Delivers on the Conviction
Summary
Cummins India (KKC) delivered robust performance in Q1FY26 which surpassed our estimates. Revenue, EBITDA and Adjusted PAT for the quarter was higher by 26%, 32% and 28% YoY on consolidated basis. The key positive of the management commentary was demand continuing to remain strong and also being broad based across key growth verticals such as Quick Commerce, Government led infra, manufacturing and pharma. KKC also clocked in healthy gross margin of 37% for the quarter. This is a result of the management’s assiduous efforts in reducing direct material costs, optimizing product mix and suitable pricing. Guidance is of double digit revenue growth in FY26 with the strong domestic infrastructure momentum spurring growth. We reiterate our positive stance on the stock and maintain our BUY rating with TP of Rs4,401.

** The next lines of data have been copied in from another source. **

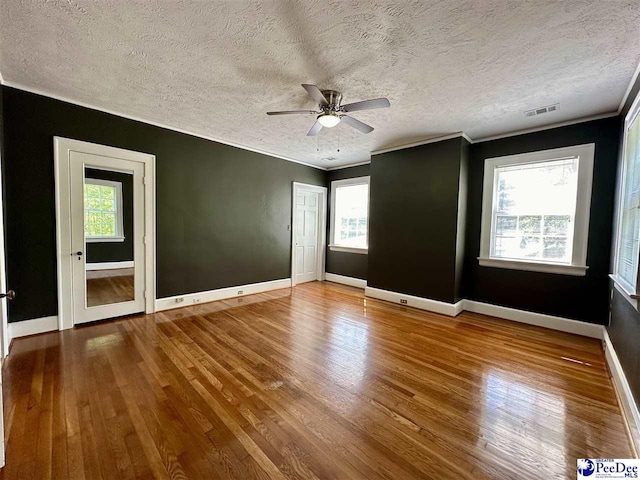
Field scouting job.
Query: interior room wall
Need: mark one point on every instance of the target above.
(624, 326)
(416, 200)
(222, 212)
(343, 263)
(99, 252)
(580, 298)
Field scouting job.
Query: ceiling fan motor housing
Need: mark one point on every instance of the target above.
(333, 99)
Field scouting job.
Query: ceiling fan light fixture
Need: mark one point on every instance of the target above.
(328, 120)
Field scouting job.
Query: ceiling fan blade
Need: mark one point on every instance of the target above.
(293, 112)
(357, 124)
(367, 105)
(315, 93)
(315, 129)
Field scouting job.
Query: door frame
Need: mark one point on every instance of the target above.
(62, 148)
(322, 227)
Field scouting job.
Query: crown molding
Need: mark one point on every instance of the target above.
(440, 138)
(375, 152)
(547, 127)
(625, 97)
(340, 167)
(155, 124)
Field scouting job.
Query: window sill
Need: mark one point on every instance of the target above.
(575, 270)
(104, 239)
(338, 248)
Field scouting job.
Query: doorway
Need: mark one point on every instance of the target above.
(309, 211)
(105, 223)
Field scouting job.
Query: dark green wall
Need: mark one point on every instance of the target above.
(343, 263)
(98, 252)
(581, 298)
(222, 212)
(413, 245)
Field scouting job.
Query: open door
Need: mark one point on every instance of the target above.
(4, 331)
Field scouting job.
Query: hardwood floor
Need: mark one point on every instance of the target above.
(109, 286)
(313, 382)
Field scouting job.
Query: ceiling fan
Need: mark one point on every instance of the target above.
(331, 112)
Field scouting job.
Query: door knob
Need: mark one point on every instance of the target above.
(10, 295)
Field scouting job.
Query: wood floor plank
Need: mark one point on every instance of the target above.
(315, 382)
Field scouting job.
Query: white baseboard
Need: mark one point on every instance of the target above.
(220, 294)
(351, 281)
(31, 327)
(451, 309)
(627, 402)
(540, 319)
(108, 265)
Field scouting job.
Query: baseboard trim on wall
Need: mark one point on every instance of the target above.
(32, 327)
(109, 265)
(539, 319)
(450, 309)
(351, 281)
(627, 402)
(169, 303)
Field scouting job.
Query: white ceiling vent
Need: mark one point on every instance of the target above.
(541, 110)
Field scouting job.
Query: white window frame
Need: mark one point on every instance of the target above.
(620, 284)
(119, 236)
(345, 183)
(578, 266)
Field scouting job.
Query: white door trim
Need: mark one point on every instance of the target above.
(322, 227)
(62, 149)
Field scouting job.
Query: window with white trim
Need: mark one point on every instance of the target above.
(535, 210)
(625, 273)
(349, 231)
(103, 211)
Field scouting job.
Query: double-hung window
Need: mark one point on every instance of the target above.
(349, 230)
(535, 210)
(103, 211)
(625, 273)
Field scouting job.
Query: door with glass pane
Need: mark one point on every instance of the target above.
(107, 236)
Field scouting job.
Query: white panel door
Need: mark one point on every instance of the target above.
(306, 236)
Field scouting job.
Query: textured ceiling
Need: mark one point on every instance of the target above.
(215, 68)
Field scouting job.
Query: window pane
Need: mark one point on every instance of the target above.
(557, 224)
(108, 224)
(629, 235)
(350, 221)
(100, 210)
(554, 248)
(535, 210)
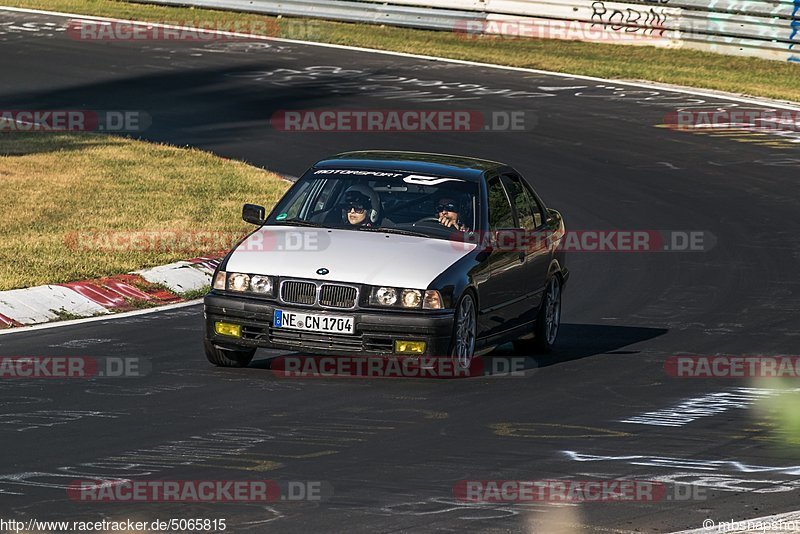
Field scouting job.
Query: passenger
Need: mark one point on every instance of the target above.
(361, 206)
(447, 212)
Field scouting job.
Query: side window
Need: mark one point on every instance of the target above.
(521, 202)
(538, 215)
(500, 214)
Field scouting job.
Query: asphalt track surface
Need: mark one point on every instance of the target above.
(391, 450)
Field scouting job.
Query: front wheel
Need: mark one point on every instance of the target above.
(464, 333)
(228, 358)
(548, 321)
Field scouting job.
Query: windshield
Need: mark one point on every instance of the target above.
(430, 206)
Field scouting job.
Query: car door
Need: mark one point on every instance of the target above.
(502, 294)
(533, 242)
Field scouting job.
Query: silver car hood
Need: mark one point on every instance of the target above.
(374, 258)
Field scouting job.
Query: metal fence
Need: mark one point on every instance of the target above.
(767, 29)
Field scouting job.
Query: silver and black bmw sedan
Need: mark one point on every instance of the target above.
(392, 254)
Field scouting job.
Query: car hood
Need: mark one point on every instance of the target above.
(373, 258)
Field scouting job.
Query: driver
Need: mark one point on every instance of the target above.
(447, 213)
(361, 205)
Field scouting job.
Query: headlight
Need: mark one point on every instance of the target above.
(261, 284)
(219, 280)
(433, 300)
(412, 298)
(238, 282)
(385, 296)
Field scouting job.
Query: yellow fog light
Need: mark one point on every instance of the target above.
(413, 347)
(228, 329)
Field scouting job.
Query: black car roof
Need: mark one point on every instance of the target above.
(417, 162)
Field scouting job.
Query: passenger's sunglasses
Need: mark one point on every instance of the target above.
(358, 208)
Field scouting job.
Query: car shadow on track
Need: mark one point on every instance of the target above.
(575, 341)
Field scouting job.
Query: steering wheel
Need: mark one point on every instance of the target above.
(428, 220)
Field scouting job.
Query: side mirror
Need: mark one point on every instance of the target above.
(553, 217)
(254, 214)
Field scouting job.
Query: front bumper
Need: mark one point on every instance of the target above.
(375, 330)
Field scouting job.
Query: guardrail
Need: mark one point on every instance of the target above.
(768, 29)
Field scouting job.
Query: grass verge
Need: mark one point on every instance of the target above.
(81, 206)
(750, 76)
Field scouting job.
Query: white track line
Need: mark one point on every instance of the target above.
(734, 98)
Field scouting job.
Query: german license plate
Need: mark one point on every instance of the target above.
(314, 322)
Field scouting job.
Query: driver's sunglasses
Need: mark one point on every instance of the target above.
(358, 208)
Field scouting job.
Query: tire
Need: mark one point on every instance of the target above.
(465, 325)
(548, 321)
(228, 358)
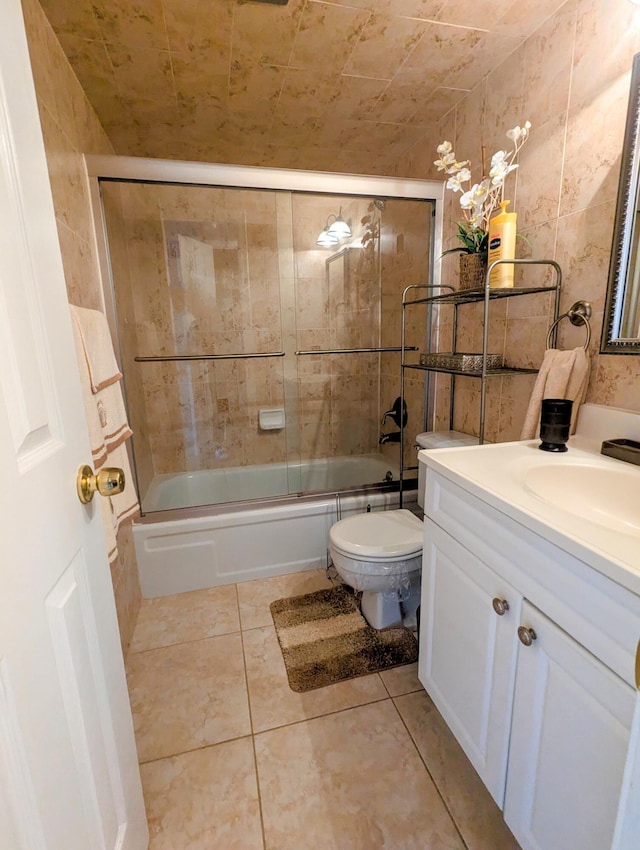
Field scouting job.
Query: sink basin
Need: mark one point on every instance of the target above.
(606, 495)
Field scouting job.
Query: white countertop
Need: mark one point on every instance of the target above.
(497, 474)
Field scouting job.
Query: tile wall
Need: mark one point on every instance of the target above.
(571, 80)
(70, 128)
(263, 285)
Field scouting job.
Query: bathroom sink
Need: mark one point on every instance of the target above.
(607, 495)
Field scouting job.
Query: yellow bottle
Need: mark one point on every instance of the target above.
(502, 246)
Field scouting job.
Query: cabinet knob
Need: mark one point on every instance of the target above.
(526, 636)
(500, 606)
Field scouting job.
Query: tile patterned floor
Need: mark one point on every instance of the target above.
(233, 759)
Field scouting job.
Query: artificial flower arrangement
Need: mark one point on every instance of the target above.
(480, 201)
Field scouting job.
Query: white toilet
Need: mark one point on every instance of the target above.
(380, 553)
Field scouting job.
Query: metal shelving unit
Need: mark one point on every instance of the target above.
(458, 298)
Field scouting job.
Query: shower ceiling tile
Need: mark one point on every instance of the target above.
(343, 85)
(265, 34)
(356, 97)
(384, 44)
(143, 73)
(198, 24)
(139, 24)
(249, 84)
(327, 35)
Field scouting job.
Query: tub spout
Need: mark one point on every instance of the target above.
(398, 413)
(394, 437)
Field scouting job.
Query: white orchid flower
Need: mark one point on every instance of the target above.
(455, 181)
(500, 167)
(476, 196)
(479, 202)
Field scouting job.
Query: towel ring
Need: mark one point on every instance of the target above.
(578, 314)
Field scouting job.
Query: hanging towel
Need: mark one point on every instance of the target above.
(106, 415)
(563, 374)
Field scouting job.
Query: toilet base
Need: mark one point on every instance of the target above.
(383, 611)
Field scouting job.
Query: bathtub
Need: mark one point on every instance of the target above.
(224, 544)
(236, 483)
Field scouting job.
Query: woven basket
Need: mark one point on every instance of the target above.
(473, 270)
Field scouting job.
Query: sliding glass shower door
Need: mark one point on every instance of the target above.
(252, 355)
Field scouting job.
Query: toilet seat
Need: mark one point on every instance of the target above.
(379, 537)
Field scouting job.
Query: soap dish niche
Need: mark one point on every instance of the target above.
(271, 419)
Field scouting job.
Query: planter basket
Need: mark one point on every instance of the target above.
(473, 270)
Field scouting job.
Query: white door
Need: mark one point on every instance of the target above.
(68, 772)
(570, 732)
(468, 651)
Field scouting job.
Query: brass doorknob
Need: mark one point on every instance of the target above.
(108, 481)
(526, 636)
(500, 606)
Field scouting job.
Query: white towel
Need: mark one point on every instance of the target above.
(106, 416)
(563, 374)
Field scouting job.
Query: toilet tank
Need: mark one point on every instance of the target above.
(438, 440)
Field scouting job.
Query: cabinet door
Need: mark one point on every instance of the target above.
(468, 652)
(570, 732)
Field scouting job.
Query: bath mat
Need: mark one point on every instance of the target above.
(325, 639)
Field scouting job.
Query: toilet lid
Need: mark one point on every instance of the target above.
(380, 536)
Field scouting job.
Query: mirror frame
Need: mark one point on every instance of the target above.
(626, 206)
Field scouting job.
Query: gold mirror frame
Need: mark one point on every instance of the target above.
(621, 328)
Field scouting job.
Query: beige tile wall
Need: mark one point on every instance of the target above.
(203, 414)
(274, 291)
(70, 128)
(571, 80)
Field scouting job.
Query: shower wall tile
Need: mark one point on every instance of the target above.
(571, 77)
(70, 129)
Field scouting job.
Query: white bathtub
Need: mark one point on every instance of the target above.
(236, 483)
(224, 547)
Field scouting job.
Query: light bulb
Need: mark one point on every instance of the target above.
(339, 227)
(327, 239)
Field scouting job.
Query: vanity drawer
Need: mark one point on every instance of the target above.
(600, 614)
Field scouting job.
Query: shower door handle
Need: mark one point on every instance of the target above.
(108, 482)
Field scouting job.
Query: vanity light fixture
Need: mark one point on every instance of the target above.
(339, 226)
(334, 231)
(326, 239)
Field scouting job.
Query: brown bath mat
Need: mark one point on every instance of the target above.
(325, 639)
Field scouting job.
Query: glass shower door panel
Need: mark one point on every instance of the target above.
(197, 290)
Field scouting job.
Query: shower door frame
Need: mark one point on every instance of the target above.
(140, 169)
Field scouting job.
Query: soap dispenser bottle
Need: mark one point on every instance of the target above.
(502, 246)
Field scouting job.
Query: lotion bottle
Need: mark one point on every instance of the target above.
(502, 246)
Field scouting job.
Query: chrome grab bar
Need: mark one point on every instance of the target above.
(205, 357)
(356, 350)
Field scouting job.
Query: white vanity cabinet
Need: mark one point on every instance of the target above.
(547, 722)
(569, 738)
(467, 652)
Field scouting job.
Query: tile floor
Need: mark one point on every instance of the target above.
(232, 759)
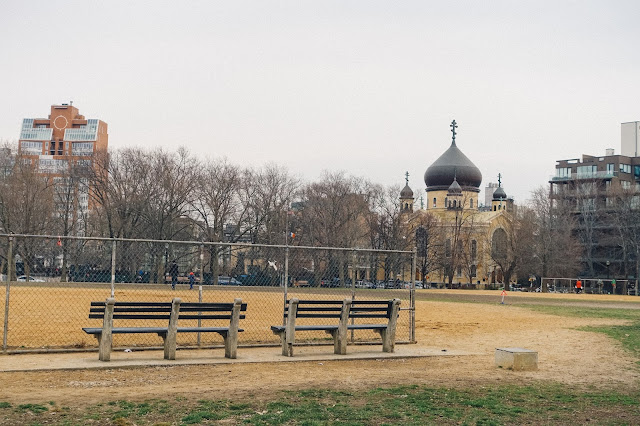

Key Highlights and Investment Rationale
Sanguine demand momentum to continue: Demand momentum continues to be healthy across the power-gen and the industrial segment. Power-gen segment is exhibiting healthy demand traction across the board with sectors such as quick commerce, roads, hospitals, airports, manufacturing and pharma leading the way. Within the industrial vertical, the construction segment and the compressor segment is exhibiting steady demand while the railways segment performed well in terms of sales of DETC and power cars
Protecting the HHP turf: The management asserted that the company is taking concrete initiatives to keep the competition at bay in the HHP segment which is the mainstay of the Power-gen vertical for KKC. This includes offering customized and tailored products and solutions for each segment. Competitive intensity has increased in this segment which KKC is mitigating through rigorous cost optimization and reducing product delivery timelines.